Cantonese Minced Beef with Egg Over Rice Recipe

For the Minced Beef  : 

Minced Beef


2 eggs slightly beaten

1/2 lb ground beef

1 medium chopped yellow onion

1 cup of frozen green peas

2 tbsp of light soy sauce

1 tbsp of dark soy sauce

1 tbsp of chinese rice wine

1 tsp of sesame oil

1 tbsp of oyster sauce

1/2 tbsp of corn starch

dash of salt

dash of pepper

1 tbsp of vegetable oil


  1. marinate the beef with the light and dark soy sauce, rice wine, sesame oil, oyster sauce, salt and pepper.  lightly dust the meat with the corn starch and mix.  leave to marinade for about half an hour.
  2. heat vegetable oil in a frying pan or wok over medium heat. add onions and cook until they begin to soften.
  3. add the meat and stir to break up and mix with onions. cook until meat is almost done.
  4. add frozen peas and continue to cook until meat is done and peas are cooked.
  5. if you like having a bit of a gravy, you can add a cornstarch water mixture and simmer it until it reaches the desired consistency.
  6. serve over hot rice and pour the beaten egg mixture over the beef.  the eggs should cook from the heat of the rice and beef, but if you prefer not to eat the eggs this way, you can pan fry an egg separately so that the yolk is still runny and top the dish with this.  Then mix.
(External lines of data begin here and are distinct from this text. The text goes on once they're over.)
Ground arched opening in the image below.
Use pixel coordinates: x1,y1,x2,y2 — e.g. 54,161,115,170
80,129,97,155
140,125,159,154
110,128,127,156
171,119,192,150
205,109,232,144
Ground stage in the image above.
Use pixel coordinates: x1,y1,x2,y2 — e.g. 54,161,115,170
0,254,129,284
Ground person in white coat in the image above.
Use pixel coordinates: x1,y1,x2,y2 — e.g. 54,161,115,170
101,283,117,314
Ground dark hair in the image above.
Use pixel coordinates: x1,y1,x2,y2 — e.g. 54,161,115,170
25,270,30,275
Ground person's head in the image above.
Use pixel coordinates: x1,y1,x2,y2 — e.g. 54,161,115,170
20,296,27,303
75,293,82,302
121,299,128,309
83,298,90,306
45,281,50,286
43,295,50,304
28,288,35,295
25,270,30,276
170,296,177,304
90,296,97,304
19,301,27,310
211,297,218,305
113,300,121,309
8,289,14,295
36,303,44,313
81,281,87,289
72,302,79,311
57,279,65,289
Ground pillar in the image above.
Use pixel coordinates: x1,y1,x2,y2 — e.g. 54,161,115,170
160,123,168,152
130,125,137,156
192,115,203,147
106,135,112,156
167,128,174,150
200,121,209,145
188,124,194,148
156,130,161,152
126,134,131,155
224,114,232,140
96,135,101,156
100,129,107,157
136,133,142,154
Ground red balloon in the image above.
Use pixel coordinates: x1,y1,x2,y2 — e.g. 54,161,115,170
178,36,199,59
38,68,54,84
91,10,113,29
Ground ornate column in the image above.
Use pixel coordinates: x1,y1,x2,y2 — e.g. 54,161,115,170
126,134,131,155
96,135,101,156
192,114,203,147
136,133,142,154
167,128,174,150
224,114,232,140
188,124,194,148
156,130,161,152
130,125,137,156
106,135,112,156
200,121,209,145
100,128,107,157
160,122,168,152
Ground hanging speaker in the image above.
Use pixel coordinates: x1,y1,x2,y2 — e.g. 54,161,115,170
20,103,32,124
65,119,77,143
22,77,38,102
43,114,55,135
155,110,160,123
Cantonese Fried Chicken Recipe

For the Cantonese Fried Chicken

 Cantonese Fried Chicken


  • Chicken leg with bones ½ kg
  • Salt to taste
  • Ginger garlic paste 1 tbsp
  • White pepper powder ½ tsp
  • Sugar 1 tsp
  • Chinese salt 1tsp
  • Chili powder 1 tbsp
  • Soya sauce 2 tbsp
  • Chili garlic sauce 2 tbsp
  • Egg 1
  • Flour 4 tbsp
  • Corn flour 4 tbsp
  • Spring onion 2 – 3
  • Coriander leaves ¼ bunch
  • Ginger (juliennes) 1 medium piece
  • Chicken stock ¼ cup
  • Oil for fry
Cut ½ kg chicken into small pieces, then marinate with a little salt, ½ tsp sugar, ½ tsp Chinese salt, a little white

pepper, ½ tsp chili powder and 1 tbsp soya sauce.

Then add in 1 beaten egg, 4 tbsp flour, 4 tbsp corn flour and a little water. Mix well.

Now deep fry the chicken pieces till golden brown.

In another wok heat 2 – 3 tbsp oil, add in ginger garlic paste and saute.

Then add in remaining sugar, salt, Chinese salt, white pepper, chili powder, ginger juliennes, remaining 1 tbsp soya sauce and 1 tbsp chili sauce.

Cook for a few minu8tes, then add in fried chicken and toss well.

Serve garnished with spring onion leaves.